I have pulled out more early Stingrays to air up the tires, dust and gently polish and do more documentation.
We had an overcast day which made for some nice color.

Two factory Original J38 Standard Stingrays.
BA short frame in Flamboyant Lime.
DA long frame in Sky Blue.

Both have their dated Yellow Oval Sliks, dated Westwinds and white smoothie seats supported by factory high loop struts.
The Lime has a perfect Original seat, whereas the Blue has some repairs at the bottom lip.
The Factory Paint is exceptional on both.


----------



## Livmojoe (Nov 2, 2021)

> ...and do more documentation.




Absolutely amazing Chris.  Thanks for posting.


----------



## nick tures (Nov 2, 2021)

wow stunning !! extremely nice examples there  !!


----------



## Rayray (Nov 2, 2021)

super clean! 👀


----------



## stoney (Nov 3, 2021)

Beautiful examples


----------



## 60sstuff (Dec 19, 2021)

The ultra rare “White Smoothie” seat.

This is about a one year seat starting in very late ‘64 through ‘65 on the red band coaster brake and the blue band 2 speed J38 standard Stingray.

Because of the tight construction of the foam and vinyl, these seats were not a durable design and would tear easily.

Below are separate photos of a BA Flamboyant Lime and a DA Sky Blue with OEM seats.


----------



## 60sstuff (Dec 19, 2021)

1965 White Smooth standard seat.

This 57 year old seat is in excellent, slightly used condition.


----------



## nick tures (Dec 19, 2021)

60sstuff said:


> 1965 White Smooth standard seat.
> 
> This 57 year old seat is in excellent, slightly used condition.



Wow very nice !!


----------



## Rear Facing Drop Out (Dec 19, 2021)

Pow!!!! Super nice!
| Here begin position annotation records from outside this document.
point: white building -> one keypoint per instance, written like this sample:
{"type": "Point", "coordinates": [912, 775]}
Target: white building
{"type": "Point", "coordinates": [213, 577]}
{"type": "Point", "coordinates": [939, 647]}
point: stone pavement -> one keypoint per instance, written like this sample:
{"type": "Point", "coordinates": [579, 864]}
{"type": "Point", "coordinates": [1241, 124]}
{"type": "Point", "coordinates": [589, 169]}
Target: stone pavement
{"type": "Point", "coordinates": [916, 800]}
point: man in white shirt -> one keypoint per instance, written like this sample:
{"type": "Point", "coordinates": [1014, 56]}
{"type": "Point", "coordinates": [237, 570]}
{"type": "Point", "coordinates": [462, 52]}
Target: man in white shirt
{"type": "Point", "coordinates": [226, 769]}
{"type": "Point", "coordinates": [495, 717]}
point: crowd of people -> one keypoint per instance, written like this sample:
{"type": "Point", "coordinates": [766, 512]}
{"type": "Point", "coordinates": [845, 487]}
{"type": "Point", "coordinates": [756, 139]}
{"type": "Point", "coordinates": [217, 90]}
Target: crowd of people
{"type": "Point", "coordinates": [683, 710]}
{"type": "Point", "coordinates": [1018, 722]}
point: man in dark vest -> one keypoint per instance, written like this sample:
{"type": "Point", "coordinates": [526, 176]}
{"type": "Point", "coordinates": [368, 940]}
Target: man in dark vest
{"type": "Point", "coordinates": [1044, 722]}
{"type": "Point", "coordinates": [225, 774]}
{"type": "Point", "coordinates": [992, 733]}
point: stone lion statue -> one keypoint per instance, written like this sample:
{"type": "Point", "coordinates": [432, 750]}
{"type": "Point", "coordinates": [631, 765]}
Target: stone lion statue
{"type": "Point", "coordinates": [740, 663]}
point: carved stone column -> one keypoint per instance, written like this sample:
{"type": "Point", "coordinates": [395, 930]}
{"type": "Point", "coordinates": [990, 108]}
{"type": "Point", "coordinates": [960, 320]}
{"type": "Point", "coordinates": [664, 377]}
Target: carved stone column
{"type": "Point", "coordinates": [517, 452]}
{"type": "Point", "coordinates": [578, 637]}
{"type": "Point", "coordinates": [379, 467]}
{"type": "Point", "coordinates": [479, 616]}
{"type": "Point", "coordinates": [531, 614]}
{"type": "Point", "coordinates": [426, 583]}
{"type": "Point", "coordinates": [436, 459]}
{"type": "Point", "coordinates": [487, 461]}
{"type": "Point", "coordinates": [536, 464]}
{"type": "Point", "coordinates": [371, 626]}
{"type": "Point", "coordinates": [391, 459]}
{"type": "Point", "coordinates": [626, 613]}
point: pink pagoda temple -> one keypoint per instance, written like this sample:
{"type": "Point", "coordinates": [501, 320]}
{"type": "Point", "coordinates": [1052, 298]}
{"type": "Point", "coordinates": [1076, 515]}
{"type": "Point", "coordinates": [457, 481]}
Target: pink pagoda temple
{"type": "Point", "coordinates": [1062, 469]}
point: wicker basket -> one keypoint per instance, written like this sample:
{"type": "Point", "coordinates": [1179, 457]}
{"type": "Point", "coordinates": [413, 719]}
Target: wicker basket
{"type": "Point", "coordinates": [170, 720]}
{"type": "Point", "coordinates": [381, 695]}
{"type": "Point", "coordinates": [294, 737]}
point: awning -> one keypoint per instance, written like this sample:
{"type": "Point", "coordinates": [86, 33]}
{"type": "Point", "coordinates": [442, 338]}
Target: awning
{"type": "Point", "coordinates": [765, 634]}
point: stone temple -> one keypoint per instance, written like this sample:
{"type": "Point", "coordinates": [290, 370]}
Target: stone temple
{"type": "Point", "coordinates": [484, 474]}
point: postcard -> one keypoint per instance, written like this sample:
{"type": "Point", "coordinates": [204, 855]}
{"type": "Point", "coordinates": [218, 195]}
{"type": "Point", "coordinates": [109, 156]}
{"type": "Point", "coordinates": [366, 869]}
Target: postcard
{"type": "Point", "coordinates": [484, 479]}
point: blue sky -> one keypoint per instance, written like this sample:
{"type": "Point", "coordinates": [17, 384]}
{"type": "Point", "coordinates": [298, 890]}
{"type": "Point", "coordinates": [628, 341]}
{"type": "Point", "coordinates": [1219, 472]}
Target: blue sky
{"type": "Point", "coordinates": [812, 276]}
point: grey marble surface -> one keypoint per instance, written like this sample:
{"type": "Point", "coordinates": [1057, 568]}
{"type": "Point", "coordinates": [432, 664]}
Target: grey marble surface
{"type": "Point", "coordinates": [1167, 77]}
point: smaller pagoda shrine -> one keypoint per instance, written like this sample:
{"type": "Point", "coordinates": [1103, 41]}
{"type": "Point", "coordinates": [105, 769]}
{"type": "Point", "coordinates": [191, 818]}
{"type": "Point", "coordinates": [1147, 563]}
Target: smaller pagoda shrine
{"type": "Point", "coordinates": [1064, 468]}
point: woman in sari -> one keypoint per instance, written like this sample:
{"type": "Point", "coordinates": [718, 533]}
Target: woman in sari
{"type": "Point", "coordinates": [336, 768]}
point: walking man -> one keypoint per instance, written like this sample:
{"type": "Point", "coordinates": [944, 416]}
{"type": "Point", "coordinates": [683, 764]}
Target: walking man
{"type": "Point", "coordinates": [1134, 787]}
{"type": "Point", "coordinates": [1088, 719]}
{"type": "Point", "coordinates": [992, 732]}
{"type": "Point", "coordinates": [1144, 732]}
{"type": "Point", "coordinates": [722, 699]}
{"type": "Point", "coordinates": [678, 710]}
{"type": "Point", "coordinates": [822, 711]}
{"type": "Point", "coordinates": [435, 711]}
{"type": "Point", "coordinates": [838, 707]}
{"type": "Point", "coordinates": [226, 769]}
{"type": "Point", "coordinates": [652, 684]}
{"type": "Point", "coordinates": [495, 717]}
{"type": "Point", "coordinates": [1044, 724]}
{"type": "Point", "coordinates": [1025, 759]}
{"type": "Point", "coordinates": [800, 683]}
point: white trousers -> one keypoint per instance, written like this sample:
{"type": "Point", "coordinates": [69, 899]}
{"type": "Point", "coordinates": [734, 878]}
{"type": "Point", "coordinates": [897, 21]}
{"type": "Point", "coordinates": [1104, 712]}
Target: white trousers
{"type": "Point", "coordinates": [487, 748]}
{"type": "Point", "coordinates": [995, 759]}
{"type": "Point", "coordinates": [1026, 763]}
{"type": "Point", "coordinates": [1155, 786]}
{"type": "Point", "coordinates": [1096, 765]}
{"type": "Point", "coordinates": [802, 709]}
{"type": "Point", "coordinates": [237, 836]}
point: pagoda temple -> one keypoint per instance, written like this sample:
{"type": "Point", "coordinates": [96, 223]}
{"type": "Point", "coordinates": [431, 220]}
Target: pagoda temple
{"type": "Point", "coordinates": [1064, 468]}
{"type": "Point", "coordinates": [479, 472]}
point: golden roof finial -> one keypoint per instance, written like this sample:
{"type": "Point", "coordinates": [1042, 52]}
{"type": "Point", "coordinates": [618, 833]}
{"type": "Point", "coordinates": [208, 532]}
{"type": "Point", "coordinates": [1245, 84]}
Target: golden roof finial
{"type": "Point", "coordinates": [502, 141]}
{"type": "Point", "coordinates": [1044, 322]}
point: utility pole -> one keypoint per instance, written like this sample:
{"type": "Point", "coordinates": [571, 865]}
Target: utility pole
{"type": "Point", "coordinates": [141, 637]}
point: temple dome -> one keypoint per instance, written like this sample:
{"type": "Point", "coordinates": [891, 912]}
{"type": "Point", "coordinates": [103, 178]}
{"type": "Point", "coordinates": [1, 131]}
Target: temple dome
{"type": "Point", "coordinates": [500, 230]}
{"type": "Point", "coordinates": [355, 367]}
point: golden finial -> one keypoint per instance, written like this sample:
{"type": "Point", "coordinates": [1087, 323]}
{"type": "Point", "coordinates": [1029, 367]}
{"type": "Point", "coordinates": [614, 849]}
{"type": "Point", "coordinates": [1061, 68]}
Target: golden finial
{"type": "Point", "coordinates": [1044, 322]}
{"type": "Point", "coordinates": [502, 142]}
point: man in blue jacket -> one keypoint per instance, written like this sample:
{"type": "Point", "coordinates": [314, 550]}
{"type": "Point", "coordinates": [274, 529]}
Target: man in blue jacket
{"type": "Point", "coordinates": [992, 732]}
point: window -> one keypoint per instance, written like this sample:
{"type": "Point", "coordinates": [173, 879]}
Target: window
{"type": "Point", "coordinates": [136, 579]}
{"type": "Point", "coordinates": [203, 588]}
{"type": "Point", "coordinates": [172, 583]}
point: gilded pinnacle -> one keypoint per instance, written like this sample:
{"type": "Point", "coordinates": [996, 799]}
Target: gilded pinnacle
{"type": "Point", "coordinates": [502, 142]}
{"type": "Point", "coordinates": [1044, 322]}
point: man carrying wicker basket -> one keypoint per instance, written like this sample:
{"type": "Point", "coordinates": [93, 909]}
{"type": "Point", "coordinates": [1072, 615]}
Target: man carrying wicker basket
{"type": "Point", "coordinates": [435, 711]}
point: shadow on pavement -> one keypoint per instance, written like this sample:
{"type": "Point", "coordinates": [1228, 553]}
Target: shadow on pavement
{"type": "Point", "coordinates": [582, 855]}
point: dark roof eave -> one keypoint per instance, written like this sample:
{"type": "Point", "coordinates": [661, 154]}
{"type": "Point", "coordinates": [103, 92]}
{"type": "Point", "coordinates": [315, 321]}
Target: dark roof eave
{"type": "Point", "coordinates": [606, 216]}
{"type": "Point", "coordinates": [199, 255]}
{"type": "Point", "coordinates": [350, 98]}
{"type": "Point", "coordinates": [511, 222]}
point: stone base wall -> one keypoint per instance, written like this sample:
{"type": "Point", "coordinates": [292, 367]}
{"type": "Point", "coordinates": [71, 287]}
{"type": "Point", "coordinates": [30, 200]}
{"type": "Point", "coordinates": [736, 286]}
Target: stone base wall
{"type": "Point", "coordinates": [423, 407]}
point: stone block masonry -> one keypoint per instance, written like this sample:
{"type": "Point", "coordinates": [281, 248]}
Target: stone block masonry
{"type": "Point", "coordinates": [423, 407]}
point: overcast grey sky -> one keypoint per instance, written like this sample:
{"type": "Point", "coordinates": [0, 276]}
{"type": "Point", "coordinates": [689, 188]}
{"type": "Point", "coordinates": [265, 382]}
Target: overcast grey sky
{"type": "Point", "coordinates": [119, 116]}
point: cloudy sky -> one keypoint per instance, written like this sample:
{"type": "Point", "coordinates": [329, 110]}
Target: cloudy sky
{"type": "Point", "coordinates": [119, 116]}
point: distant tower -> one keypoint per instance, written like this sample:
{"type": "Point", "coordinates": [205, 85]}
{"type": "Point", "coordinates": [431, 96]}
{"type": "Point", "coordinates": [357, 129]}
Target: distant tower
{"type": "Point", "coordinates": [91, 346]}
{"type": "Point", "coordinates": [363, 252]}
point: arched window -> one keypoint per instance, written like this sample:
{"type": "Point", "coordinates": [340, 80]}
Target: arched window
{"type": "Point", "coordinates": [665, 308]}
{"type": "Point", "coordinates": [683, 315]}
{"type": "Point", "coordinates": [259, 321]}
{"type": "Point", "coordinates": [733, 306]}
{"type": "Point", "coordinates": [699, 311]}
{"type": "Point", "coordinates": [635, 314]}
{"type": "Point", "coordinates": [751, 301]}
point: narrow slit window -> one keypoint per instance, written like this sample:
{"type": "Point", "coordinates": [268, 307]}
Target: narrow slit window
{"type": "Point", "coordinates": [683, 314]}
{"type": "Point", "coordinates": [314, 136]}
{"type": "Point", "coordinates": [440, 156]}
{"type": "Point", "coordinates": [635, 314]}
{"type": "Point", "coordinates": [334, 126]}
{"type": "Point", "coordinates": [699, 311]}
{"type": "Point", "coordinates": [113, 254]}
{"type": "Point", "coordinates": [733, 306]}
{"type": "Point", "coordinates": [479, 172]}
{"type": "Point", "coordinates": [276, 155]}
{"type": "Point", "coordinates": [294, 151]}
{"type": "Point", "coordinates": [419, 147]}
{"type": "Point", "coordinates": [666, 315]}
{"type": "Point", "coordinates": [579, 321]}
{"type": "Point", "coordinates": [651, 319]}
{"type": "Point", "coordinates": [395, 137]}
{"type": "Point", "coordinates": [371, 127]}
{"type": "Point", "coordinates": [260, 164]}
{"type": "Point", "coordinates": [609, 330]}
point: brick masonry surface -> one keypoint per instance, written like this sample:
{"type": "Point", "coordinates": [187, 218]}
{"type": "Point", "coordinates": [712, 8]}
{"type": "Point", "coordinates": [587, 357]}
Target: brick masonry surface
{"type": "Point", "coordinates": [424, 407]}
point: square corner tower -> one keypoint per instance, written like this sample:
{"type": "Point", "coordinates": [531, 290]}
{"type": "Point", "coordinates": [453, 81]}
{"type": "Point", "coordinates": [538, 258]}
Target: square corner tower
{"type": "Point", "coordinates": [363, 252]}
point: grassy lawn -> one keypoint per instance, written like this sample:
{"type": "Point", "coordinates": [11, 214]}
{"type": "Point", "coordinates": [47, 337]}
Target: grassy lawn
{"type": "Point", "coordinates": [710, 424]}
Hope all is well. Jeffro


----------



## Jackpop (Dec 19, 2021)

*There it is and thanks for the info on the seat. If by some miracle that seat ever came up for sale I would definitely be interested even though I would probably have to take out a second on my house to buy it. Your know is very impressive and your collection outstanding!*


----------



## rxinhed (Jan 3, 2022)

I would so corrupt the green Stingray with some white Tuff wheels.

Nice pair.


----------



## coasterbrakejunkie1969 (Jan 4, 2022)

rxinhed said:


> I would so corrupt the green Stingray with some white Tuff wheels.
> 
> Nice pair.




You may have to go into hiding after that down grade hahaha


----------



## xochi0603 (Jan 4, 2022)

Dude, all your stuff is amazing. Hats off to you


----------